I have been playing with Latrunculi again as of late. With the contracting I have done, it has been a while since I have had the time, but here we go again. I have been working on a Common Lisp branch of Latrunculi (which can be found in Subversion under branches/clisp-branch). The reasons are several. First, there are no real bindings in Chicken to SDL or GTK. There are some half finished, sort of working ones, but I don't really feel like writing large quantities of binding code. Secondly, I wanted to learn Common Lisp. Thirdly, the threading works, but it is a nasty mess (as is all of the graphics code). Finally, some of Common Lisp's idioms and built in datatypes are a better match for what I am trying to do (real 2D arrays instead of vectors of vectors, anyone?). I don't really like using large quantities of SRFI code or bindings that are not compatible with any other implementation, which is another reason that Common Lisp seems like a good choice. In Common Lisp there are fewer implementations, but even the bindings are often compatible across multiple implementations (CFFI and UFFI provide this).

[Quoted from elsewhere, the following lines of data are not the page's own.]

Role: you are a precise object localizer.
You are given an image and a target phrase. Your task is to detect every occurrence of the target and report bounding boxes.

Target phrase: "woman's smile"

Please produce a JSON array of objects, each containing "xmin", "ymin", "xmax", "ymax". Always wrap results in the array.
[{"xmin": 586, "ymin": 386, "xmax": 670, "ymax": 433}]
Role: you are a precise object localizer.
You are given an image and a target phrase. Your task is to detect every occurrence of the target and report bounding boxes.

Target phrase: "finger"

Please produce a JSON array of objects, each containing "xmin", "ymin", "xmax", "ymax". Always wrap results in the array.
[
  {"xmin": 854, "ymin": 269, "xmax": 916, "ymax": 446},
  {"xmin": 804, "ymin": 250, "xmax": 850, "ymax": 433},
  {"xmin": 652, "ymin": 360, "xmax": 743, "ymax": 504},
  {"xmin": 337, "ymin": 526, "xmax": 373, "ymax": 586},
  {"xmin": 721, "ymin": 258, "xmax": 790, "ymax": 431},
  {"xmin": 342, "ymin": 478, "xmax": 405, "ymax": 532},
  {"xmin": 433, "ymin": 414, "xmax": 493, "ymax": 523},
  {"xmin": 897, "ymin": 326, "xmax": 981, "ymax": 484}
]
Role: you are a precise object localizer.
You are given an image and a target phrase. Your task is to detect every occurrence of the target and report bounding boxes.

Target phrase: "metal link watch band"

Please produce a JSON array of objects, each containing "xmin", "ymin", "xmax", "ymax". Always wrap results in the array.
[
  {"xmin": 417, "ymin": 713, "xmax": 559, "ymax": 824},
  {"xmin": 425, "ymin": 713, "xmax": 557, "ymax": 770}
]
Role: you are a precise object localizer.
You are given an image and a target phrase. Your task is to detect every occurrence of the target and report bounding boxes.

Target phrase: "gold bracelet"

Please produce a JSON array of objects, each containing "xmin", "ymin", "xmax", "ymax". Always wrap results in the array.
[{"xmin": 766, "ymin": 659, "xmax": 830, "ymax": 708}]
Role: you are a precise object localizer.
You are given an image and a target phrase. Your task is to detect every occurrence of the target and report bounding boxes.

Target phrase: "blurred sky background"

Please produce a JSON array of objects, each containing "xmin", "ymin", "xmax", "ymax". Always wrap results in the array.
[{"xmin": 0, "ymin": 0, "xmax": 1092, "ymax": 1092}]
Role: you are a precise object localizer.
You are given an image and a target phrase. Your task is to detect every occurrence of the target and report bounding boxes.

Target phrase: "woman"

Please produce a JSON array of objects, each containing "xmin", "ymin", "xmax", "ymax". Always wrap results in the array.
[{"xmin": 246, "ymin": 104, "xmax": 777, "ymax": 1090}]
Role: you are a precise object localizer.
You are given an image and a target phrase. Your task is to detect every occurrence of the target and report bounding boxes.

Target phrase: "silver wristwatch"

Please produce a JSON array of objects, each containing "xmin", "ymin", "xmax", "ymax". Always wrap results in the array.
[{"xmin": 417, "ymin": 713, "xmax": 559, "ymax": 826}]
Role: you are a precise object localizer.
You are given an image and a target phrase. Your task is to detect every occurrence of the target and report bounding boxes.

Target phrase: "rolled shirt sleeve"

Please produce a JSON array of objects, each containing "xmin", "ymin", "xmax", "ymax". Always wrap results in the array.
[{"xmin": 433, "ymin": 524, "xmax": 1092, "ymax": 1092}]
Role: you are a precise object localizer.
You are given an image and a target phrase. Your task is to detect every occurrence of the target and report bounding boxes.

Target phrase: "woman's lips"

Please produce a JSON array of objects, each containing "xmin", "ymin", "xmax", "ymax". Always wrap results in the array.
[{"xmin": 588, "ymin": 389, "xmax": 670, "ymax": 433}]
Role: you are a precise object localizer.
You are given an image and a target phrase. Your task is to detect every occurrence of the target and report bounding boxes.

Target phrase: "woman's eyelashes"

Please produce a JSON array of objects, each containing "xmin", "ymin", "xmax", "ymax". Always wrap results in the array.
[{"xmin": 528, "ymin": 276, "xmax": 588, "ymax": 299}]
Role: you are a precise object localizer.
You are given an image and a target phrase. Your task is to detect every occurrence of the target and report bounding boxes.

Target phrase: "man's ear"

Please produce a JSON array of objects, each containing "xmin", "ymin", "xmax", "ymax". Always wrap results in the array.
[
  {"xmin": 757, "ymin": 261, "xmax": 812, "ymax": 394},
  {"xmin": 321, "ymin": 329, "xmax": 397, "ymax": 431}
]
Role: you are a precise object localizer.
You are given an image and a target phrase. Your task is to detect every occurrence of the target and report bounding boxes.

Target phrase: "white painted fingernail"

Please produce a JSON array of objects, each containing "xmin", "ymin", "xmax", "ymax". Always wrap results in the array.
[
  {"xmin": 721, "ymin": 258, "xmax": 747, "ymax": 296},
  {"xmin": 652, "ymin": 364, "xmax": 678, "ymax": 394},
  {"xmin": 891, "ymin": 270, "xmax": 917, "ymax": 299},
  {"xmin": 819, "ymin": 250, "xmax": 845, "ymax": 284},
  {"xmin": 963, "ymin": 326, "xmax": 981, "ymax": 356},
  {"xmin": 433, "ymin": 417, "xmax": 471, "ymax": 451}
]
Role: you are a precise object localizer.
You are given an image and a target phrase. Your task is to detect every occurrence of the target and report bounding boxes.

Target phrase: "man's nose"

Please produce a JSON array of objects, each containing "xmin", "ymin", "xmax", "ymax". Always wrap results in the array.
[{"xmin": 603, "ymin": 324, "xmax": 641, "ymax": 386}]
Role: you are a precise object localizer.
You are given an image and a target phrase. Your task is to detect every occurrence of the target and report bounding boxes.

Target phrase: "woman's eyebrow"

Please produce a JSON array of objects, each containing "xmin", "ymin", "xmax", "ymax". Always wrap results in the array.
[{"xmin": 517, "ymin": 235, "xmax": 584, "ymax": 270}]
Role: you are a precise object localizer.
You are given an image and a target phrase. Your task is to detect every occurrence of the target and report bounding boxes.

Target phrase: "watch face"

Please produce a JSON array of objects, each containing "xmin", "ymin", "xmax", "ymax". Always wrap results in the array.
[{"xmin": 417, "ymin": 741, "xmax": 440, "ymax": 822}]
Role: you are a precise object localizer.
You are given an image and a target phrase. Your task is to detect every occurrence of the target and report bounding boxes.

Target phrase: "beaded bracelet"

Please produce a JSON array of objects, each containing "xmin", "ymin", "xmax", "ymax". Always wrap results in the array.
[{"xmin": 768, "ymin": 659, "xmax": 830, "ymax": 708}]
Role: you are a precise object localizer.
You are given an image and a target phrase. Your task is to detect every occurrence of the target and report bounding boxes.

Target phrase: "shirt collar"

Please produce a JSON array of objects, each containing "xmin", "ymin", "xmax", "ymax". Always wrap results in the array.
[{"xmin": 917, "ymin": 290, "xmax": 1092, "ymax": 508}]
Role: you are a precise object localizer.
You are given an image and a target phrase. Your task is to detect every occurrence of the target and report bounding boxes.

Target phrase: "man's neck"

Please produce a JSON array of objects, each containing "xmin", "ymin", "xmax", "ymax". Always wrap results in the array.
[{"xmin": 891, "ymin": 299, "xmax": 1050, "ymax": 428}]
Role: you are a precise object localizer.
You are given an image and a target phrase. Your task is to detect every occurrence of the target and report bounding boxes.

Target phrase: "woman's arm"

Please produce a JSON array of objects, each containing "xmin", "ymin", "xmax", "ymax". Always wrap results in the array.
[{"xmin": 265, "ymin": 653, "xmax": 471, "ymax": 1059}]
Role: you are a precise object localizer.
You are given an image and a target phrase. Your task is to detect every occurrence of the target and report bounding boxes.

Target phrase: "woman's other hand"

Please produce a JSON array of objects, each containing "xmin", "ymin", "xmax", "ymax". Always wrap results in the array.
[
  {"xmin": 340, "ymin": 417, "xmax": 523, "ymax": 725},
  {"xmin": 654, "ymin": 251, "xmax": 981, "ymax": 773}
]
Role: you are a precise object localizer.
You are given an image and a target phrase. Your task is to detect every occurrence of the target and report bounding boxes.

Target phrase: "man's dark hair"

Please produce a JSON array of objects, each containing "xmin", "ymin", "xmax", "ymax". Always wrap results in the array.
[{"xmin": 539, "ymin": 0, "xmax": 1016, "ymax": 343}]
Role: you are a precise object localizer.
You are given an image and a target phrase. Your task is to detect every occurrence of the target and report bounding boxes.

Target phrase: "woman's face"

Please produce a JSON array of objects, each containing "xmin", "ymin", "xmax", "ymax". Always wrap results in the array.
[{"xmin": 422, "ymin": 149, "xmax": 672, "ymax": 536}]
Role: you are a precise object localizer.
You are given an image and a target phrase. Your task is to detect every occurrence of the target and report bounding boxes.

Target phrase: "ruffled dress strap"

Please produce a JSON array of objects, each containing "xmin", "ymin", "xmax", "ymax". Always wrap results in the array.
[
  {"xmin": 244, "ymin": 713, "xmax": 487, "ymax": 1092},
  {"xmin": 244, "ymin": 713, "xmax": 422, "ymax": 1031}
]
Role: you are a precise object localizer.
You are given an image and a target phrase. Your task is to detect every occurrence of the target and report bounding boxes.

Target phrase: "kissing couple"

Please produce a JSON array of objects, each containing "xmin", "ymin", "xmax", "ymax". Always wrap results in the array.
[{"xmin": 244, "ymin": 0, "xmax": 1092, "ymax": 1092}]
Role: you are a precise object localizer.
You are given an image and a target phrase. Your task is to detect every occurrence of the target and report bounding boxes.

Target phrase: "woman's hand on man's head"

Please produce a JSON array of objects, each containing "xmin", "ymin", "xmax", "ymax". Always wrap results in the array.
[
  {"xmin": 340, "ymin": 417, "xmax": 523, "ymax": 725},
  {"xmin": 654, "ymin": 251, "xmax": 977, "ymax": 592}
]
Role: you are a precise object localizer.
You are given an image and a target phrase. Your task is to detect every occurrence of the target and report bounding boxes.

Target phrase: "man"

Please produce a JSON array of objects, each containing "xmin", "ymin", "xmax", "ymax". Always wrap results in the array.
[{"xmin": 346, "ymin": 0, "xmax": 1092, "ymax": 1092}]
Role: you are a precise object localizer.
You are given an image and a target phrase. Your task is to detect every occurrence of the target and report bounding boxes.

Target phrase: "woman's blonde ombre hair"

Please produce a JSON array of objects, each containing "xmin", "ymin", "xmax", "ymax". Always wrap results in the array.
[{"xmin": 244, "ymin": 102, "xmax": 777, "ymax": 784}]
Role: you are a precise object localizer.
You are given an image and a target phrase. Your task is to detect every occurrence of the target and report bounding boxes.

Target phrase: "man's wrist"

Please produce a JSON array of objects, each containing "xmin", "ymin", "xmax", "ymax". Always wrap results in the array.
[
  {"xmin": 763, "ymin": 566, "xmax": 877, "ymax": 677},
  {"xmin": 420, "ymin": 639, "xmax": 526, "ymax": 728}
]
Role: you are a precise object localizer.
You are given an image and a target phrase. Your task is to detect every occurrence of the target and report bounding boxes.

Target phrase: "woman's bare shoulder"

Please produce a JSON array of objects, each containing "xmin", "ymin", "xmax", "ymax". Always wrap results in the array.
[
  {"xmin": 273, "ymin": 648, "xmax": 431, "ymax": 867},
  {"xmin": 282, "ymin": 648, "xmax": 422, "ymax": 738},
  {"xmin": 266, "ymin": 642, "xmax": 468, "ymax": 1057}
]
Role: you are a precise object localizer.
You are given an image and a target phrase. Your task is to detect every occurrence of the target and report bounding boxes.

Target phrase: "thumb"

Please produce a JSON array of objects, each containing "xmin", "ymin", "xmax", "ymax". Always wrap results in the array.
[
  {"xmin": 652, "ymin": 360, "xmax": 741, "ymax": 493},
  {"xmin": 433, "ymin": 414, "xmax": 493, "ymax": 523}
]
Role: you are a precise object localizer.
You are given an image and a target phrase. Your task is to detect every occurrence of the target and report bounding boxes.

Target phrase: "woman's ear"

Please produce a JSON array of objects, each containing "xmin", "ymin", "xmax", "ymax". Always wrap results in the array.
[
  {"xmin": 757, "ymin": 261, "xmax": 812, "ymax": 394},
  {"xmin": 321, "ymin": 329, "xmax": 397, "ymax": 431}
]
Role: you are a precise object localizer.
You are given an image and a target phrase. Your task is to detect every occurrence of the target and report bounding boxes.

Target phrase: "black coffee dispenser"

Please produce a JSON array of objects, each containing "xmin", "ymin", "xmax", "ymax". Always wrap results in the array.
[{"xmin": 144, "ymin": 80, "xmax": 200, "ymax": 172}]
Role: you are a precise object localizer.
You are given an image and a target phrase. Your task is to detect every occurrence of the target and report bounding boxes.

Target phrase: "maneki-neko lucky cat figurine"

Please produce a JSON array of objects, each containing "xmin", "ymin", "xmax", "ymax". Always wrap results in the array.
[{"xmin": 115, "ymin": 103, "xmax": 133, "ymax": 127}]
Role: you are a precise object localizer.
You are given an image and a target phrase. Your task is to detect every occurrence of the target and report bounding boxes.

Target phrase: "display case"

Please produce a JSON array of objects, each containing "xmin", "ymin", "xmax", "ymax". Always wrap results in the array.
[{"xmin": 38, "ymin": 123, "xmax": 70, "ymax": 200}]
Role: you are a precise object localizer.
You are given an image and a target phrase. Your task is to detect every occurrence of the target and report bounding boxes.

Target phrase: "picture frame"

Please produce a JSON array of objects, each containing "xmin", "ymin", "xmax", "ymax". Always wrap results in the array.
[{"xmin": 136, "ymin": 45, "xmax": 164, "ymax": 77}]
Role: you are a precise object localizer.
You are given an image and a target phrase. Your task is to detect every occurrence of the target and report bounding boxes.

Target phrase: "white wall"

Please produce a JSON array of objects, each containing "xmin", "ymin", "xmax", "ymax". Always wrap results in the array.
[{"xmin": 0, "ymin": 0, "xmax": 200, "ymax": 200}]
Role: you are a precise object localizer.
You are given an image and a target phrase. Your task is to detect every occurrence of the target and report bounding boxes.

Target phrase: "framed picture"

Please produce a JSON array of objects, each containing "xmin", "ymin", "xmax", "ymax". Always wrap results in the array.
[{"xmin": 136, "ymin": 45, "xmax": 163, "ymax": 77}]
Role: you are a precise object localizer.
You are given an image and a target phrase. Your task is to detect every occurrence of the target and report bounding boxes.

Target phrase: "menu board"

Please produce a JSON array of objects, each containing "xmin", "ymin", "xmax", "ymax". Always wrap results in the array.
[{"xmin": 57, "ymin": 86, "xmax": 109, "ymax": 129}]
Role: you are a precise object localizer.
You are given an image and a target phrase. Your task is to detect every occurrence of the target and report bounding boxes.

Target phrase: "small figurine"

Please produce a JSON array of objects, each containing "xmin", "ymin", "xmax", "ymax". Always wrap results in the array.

One of the big goals here was to continue using OpenGL for the primary game rendering, but use SDL to load images, display text, and handle windowing. In trunk, I have written my own Targa loader (which does not implement all of the format, as I only wrote enough to load the textures for the game; which means that, when saving them, very specific options have to be set in Gimp for it to work...), created bindings for some obscure texting library (the link for which is dead and it would not have been a long term solution anyway due to its non-commercial license being in conflict with the GPL), and used GLUT for windowing and events. All in all, a mess that I want to clean up. Fortunately, bindings already exist for the libraries in which I am interested in the form of the CL-SDL project. Other goals of Latrunculi involve being cross platform (and that includes Windows) and having the ability to distribute binaries (since few users, even Linux users, compile from source). CLisp and ECL seem to be the best for this, both having Windows versions and compilers. ECL, I understand, has threading so I may use this in the end.
With this background, the task seemed rather easy: load the bindings and go. The catch is that the choice of Lisp implementation was defined primarily by the cross platform compatibility as several implementations (SBCL and CMUCL among them) offer only support for *NIX platforms. Neither CLisp nor ECL have true UFFI support. ECL has a UFFI compatible FFI layer which, on the surface, seems like it ought to make the whole thing easy. However, I have not found an easy way to make use of this feature.
So far, I can see a few possibly good ways to get this baby running:
- Make use of ECL's UFFI compatible FFI; most likely, this would include modifying CL-SDL's ASDF package not to depend on UFFI or to depend on ECL's FFI package or writing some code that "aliases" ECL's FFI to ASDF:UFFI so that everything else is happy and dandy
- Use the CLisp patches for UFFI and try to get it to run
- Use CFFI's UFFI compatibility layer to load up the bindings and use them
This sounds harder than it really is, I think. Most likely, a lot of the problems I have are stemming from the precanned nature of using Lisp packages through Ubuntu's repositories. I am thinking that I will probably try to do this without taking the "easy" way out and using .deb packages. Instead, I will probably try to go from source beginning to end by hand and see if I get anywhere. I wanted to post a final explanation of whatever steps I got to work, but this little outlook may solicit some reaction or, at least, serve to get my ideas out.